My Dad then asked me if I would consider having a pet butterfly...
Of course being the animal lover that I always have been....I said Yes, I might like to have one. Well then Dad explained to me that butterflies don't live that long. Their life span is only a short time. Did I still want the butterfly if I knew ahead of time I would only have it a brief moment? As I sat and thought about this, Dad pointed out all the fun I could have w/the butterfly while it was alive and how special our time together would be. He said you have to remember the best of times when the time comes for the butterfly to go.
So yeah, then I decided maybe I would still want the butterfly after all...even tho it would be so painful to loose it in the end.
I told this story at my cousin Kimberlys funeral a few years ago. (She was only 25 and died in a car accident.) To this day I still think of her when I see a butterfly.
Hope this help you w/your son.
Terri
04-05-2006, 01:46 AM
Lori, that was beautiful, thank you!
ErinC
04-05-2006, 01:54 AM
you just made me cry , cry real hard.
wow.
:cry:
I will NEVER look at a butterfly the same again. I will always think og that story.
thanks!!!! ( no,, really thanks, that was sweet )
jodiTowne
04-05-2006, 08:08 PM
Terry, sorry about your dog. It's a horrible decision to have to make. It sounds like its the right decision from your description and post poning only prolongs everyones suffering. Your family is in my thoughts.
GeorgeGuns
04-05-2006, 08:32 PM
Gosh, collies are such terrific dogs. Mom had one, she noticed it wandering (actually hobbling) around the park accross from her place several years back. Mindi was already old. Mom took her in (mom hates dogs!) and the poor beast jsut kept going, just for her. When she finally decided Mindi had had enough, the vet told her that collies seem to put up with a lot jsut to stay with us, that Mindi was probably not showing all her suffering. Well that just about tore my mom up, but it made it easier to day good bye.

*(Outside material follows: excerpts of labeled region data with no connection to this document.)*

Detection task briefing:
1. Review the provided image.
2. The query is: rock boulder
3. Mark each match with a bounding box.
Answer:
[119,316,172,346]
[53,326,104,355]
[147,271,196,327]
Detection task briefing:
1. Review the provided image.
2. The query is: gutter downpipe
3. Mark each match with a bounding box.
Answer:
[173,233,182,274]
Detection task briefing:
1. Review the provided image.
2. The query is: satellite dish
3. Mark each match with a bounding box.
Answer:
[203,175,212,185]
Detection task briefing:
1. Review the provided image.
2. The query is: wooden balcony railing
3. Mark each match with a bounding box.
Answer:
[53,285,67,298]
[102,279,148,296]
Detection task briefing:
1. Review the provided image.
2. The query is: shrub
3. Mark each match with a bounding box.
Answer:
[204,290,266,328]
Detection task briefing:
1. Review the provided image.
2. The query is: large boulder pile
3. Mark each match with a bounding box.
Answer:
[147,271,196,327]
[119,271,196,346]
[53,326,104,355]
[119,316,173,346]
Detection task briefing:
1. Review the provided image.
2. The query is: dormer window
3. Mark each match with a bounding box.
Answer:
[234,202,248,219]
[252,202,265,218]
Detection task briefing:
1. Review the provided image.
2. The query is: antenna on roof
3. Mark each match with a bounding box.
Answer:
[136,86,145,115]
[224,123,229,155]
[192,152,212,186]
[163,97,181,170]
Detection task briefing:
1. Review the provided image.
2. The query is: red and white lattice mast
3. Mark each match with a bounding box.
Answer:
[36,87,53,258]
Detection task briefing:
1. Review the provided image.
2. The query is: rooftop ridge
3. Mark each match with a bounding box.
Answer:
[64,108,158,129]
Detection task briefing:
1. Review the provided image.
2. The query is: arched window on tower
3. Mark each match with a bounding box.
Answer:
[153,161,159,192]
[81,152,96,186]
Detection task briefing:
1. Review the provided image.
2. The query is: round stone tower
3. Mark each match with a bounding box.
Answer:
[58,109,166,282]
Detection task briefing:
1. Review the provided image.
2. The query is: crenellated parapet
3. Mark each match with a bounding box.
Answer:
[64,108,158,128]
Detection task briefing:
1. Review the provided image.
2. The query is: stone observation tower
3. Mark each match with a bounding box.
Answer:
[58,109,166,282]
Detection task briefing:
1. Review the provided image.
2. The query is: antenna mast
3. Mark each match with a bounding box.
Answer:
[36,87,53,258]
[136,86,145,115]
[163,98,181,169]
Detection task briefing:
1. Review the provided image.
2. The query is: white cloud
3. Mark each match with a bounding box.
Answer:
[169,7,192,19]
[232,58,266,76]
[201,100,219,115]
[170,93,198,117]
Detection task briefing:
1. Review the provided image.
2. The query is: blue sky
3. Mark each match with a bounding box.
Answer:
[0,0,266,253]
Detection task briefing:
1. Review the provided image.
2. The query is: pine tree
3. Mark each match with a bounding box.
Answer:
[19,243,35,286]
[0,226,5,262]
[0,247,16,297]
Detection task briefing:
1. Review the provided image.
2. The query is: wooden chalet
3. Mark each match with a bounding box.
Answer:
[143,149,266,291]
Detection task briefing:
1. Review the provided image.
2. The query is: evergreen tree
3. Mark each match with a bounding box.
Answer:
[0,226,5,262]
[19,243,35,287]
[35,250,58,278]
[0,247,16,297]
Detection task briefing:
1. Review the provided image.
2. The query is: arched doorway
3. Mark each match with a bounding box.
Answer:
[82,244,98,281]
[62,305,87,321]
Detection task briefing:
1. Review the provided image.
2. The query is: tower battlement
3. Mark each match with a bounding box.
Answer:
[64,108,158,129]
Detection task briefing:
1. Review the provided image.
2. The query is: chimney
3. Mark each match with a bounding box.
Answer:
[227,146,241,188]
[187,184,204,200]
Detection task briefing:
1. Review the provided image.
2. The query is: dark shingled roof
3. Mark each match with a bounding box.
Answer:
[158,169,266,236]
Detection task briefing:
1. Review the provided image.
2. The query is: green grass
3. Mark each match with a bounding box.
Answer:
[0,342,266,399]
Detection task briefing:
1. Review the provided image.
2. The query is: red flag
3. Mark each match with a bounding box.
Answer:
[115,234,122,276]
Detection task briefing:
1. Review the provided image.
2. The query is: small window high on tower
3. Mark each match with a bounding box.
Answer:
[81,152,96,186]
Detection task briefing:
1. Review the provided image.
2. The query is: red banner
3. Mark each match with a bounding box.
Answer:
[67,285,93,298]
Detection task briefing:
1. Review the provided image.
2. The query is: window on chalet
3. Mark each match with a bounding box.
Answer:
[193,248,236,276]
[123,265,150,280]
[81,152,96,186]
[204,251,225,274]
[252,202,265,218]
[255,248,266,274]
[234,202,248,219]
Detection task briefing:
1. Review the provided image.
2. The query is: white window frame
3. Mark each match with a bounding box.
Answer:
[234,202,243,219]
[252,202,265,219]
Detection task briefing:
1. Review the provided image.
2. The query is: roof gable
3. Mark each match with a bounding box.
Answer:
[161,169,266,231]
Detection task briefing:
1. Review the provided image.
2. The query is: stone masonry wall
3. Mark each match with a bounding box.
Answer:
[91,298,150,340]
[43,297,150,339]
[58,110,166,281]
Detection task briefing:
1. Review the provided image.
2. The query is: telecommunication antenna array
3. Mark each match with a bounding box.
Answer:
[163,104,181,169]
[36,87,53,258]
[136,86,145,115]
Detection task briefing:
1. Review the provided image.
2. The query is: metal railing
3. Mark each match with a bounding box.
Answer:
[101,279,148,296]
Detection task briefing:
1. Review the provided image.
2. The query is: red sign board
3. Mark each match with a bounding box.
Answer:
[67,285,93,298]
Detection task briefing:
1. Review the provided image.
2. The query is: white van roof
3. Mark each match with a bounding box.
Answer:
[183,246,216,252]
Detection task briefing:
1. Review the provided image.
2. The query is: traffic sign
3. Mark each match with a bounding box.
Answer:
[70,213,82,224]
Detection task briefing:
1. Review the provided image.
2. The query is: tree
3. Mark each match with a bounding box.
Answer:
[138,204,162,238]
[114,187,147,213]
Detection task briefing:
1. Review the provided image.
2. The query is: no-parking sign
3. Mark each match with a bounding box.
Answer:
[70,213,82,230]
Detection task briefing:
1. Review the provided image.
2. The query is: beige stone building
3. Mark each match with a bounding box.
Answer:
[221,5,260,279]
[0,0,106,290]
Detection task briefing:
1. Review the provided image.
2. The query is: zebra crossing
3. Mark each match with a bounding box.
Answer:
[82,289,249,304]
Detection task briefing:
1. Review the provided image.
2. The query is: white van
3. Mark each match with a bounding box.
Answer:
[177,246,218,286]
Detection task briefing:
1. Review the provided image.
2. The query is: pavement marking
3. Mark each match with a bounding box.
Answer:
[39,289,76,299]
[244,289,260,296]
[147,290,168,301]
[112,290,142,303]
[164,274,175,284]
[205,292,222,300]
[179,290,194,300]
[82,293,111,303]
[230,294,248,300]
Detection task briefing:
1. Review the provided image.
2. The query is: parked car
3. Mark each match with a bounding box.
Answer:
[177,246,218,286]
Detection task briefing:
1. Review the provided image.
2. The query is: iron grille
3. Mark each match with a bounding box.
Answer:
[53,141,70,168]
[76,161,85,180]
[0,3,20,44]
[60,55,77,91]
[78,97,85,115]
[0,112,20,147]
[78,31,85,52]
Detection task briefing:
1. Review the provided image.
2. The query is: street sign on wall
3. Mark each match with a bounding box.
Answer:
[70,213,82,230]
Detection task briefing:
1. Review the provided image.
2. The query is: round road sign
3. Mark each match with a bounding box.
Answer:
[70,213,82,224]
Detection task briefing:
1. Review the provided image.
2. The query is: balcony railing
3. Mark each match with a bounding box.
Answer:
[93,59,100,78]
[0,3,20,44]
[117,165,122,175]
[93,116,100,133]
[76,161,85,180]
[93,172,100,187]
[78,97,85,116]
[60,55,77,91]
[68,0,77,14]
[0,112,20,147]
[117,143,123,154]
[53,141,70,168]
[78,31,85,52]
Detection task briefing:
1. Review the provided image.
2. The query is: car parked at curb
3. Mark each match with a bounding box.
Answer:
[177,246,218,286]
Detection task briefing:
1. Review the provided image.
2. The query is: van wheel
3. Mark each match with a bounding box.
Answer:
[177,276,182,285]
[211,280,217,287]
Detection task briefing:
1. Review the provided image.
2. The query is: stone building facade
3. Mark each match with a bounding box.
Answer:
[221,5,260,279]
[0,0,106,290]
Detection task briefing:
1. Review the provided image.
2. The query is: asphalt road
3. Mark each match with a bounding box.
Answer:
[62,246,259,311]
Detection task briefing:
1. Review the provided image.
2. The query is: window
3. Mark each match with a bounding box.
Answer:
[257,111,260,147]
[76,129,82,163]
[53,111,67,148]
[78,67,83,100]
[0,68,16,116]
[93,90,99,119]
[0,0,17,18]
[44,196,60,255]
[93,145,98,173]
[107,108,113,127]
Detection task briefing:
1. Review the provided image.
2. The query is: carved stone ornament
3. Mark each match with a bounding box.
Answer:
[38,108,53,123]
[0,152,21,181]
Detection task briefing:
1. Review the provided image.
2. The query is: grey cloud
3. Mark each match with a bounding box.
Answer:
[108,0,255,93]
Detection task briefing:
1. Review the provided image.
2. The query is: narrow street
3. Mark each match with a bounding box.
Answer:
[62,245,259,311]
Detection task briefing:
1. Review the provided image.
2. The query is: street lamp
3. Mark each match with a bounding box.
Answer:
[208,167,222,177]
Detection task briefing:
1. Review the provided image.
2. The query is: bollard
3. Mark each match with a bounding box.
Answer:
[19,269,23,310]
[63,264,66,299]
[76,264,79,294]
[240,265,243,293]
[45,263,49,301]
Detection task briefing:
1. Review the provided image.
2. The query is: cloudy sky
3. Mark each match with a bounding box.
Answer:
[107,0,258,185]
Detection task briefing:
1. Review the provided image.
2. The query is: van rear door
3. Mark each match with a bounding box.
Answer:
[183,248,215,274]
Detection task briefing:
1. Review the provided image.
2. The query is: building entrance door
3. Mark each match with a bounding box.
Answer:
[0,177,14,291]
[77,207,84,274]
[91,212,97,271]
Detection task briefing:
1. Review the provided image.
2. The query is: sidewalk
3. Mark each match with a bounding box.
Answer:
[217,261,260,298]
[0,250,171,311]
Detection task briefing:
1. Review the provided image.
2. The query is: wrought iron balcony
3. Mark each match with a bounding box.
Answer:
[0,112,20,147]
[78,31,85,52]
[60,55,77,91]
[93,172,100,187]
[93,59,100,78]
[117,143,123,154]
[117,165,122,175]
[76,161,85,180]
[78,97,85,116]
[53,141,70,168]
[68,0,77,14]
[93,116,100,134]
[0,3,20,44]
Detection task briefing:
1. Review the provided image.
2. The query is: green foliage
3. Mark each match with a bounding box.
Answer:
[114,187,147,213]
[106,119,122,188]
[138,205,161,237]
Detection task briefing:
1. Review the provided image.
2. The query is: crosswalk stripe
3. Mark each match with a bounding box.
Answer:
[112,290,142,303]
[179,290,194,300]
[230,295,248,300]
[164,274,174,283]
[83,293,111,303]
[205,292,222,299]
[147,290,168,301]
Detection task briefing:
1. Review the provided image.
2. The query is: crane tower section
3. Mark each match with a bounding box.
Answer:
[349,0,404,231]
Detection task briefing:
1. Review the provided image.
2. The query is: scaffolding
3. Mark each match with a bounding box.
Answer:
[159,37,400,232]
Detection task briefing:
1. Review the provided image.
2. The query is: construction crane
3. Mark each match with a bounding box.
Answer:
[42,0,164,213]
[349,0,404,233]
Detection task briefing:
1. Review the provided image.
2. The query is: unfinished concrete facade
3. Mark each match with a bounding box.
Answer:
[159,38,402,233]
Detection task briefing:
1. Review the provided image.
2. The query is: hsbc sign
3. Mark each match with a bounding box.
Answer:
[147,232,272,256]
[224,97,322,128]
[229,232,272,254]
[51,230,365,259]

Kids have a really variable understanding of time and life span. Some get it right off, some don't some have quantum leaps overnight. The only thing I can sugest - if you haven't already let her go - is to draw it out on paper for your son, show human years, and dog years. Explain aging and that pets age too. If he can digest this, let him work on it, and if your dog is still here, maybe your son can bring himself to help with the decision. It may sound cruel to keep a dog alive for that, but honestly, I doubt the dog would mind, and your son may feel better about the whole deal.

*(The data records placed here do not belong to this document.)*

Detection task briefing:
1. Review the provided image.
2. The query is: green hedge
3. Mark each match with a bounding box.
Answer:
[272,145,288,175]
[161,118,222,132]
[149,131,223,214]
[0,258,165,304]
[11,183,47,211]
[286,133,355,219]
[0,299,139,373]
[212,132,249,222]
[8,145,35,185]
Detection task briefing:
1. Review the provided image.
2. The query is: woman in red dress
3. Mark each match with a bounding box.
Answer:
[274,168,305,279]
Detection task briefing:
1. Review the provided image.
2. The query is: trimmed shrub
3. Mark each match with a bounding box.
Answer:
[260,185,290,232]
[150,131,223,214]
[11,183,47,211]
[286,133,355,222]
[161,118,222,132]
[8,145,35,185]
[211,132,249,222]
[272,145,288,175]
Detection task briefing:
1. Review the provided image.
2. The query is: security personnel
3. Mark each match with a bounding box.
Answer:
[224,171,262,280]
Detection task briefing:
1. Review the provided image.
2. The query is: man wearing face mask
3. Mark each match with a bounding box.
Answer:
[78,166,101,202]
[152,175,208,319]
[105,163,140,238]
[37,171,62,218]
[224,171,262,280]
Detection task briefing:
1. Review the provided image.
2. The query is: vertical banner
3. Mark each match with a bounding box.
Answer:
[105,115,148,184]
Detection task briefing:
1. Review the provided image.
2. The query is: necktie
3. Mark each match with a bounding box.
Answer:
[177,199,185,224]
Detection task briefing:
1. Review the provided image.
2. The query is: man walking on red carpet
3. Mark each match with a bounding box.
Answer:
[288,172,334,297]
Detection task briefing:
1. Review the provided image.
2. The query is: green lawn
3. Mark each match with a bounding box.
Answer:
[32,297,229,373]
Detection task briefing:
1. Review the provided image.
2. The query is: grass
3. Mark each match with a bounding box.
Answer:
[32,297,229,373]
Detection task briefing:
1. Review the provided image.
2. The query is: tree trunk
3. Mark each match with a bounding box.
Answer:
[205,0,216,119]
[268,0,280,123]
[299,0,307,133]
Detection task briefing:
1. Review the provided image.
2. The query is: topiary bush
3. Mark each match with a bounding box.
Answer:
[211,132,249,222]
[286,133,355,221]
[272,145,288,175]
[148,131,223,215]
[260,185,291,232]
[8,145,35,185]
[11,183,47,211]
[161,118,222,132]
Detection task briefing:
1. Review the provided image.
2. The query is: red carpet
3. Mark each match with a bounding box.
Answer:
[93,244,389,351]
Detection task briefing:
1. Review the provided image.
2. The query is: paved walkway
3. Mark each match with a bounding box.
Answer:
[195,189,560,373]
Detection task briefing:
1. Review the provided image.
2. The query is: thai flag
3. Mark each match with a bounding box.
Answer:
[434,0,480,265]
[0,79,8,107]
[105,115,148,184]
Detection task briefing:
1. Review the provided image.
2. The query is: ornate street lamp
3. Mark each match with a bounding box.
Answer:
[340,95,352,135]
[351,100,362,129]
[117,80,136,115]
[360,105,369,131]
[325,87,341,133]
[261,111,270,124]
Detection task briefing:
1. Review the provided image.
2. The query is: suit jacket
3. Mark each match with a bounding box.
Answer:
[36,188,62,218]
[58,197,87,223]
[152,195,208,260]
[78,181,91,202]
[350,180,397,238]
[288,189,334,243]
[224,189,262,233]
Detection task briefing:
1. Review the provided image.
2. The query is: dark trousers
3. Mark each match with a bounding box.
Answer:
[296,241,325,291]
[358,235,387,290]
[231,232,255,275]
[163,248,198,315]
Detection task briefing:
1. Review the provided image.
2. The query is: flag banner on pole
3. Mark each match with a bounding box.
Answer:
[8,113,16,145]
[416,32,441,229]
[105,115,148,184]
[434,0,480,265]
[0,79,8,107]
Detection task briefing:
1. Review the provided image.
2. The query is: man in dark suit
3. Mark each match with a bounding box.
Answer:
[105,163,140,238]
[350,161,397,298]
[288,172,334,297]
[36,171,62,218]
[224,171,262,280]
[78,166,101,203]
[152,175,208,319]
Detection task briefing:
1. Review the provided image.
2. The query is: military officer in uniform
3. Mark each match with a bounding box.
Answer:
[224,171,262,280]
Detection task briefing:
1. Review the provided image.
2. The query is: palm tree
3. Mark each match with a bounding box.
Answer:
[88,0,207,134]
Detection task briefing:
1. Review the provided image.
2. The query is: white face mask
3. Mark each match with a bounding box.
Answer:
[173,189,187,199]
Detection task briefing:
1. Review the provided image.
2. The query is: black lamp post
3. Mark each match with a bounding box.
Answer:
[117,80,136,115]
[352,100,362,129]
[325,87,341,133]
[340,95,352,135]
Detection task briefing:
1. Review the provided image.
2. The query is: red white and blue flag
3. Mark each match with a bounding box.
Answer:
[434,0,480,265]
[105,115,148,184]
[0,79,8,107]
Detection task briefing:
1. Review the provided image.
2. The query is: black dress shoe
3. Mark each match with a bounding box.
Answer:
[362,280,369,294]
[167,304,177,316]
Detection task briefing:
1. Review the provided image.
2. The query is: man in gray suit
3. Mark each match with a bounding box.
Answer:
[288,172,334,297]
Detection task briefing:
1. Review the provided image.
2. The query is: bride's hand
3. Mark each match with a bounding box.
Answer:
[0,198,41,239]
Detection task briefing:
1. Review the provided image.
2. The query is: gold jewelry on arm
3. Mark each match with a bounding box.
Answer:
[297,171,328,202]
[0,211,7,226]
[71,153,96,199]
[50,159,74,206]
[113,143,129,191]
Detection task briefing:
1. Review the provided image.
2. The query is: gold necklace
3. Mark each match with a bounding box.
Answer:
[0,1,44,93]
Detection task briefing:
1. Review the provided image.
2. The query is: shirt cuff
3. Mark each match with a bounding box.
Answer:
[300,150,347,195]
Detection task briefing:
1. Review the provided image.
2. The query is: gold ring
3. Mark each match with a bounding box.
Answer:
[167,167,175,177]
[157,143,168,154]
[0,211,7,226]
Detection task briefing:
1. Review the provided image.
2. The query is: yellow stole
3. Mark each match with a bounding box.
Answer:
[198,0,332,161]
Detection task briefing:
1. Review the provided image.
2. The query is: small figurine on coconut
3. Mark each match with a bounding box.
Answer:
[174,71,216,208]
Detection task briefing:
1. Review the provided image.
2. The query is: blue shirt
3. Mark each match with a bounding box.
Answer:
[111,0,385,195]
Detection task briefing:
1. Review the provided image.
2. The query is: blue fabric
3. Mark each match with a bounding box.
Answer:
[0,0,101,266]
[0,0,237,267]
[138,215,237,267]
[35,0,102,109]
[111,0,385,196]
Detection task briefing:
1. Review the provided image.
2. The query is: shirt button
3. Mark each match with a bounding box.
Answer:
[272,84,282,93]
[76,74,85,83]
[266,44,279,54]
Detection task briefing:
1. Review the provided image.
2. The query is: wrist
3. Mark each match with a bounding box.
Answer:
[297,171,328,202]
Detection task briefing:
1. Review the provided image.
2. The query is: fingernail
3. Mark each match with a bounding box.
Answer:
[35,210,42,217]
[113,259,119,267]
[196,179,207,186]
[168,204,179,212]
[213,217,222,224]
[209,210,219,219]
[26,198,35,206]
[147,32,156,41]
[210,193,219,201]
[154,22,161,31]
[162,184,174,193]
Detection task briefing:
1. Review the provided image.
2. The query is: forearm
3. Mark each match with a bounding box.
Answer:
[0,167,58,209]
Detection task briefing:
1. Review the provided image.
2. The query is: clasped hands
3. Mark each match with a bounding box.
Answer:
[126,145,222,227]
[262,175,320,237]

If I wrote this too late, maybe a visit to the Rainbow Bridge site will help him out? http://rainbowsbridge.com/
Got Brio?
04-05-2006, 09:32 PM
She's lived a long life for dog. I sorry you have to let her go :cry: At least she'll go knowing she was loved.
Blameitonbrio
04-05-2006, 10:24 PM
There are some very good children's books dealing with the loss of a pet. One called I Will Always Love You is very good. I know how hard this is, and I am so sorry. I love my dogs, and giving that last gift is one of the hardest things I have ever done.
You and your family are in my prayers.
Where to Bury a Dog
I would say there are various places in which a dog may be buried. I am thinking now of a setter whose coat was flame in the sunshine and who, so far as I am aware, never entertained a mean or an unworthy thought.
This particular setter is buried beneath a cherry tree, under four feet of garden loam and at its proper seaason the cherry strews petals on the green lawn of his grave.
Beneath a cherry tree is an excellent place to bury a good dog. Beneath such a tree he slept in the drowsy summer or gnawed at a flavorous bone, or lifted head to challenge some strange intruder. This is a good place in life or death. Yet it is a small matter. For if the dog be well remembered; if sometimes he leaps through your dreams actual as in life, eyes kindling, laughing, begging, it matters not where the dog sleeps -- if memory lives.
But there is one best place to bury a dog. If you bury him in this spot, he will come to you when you call -- over the grim, dim frontiers of death, and down the well remembered path, and to your side again. And though you call a dozen living dogs to heel, they shall not growl at him, nor resent his coming, for he belongs there.
People may scoff at you who see no lightest blade of grass bent by his footfall, who hear no whimper, people who may never really have had a dog. Smile at them, for you shall know something that is hidden from them, and that is well worth the knowing.
The one best place to bury a dog is in the heart of his master.
--author unknown
pnalley
04-05-2006, 11:43 PM
I'm so sorry your dog's time has come. But we MUST do what is best for the animal.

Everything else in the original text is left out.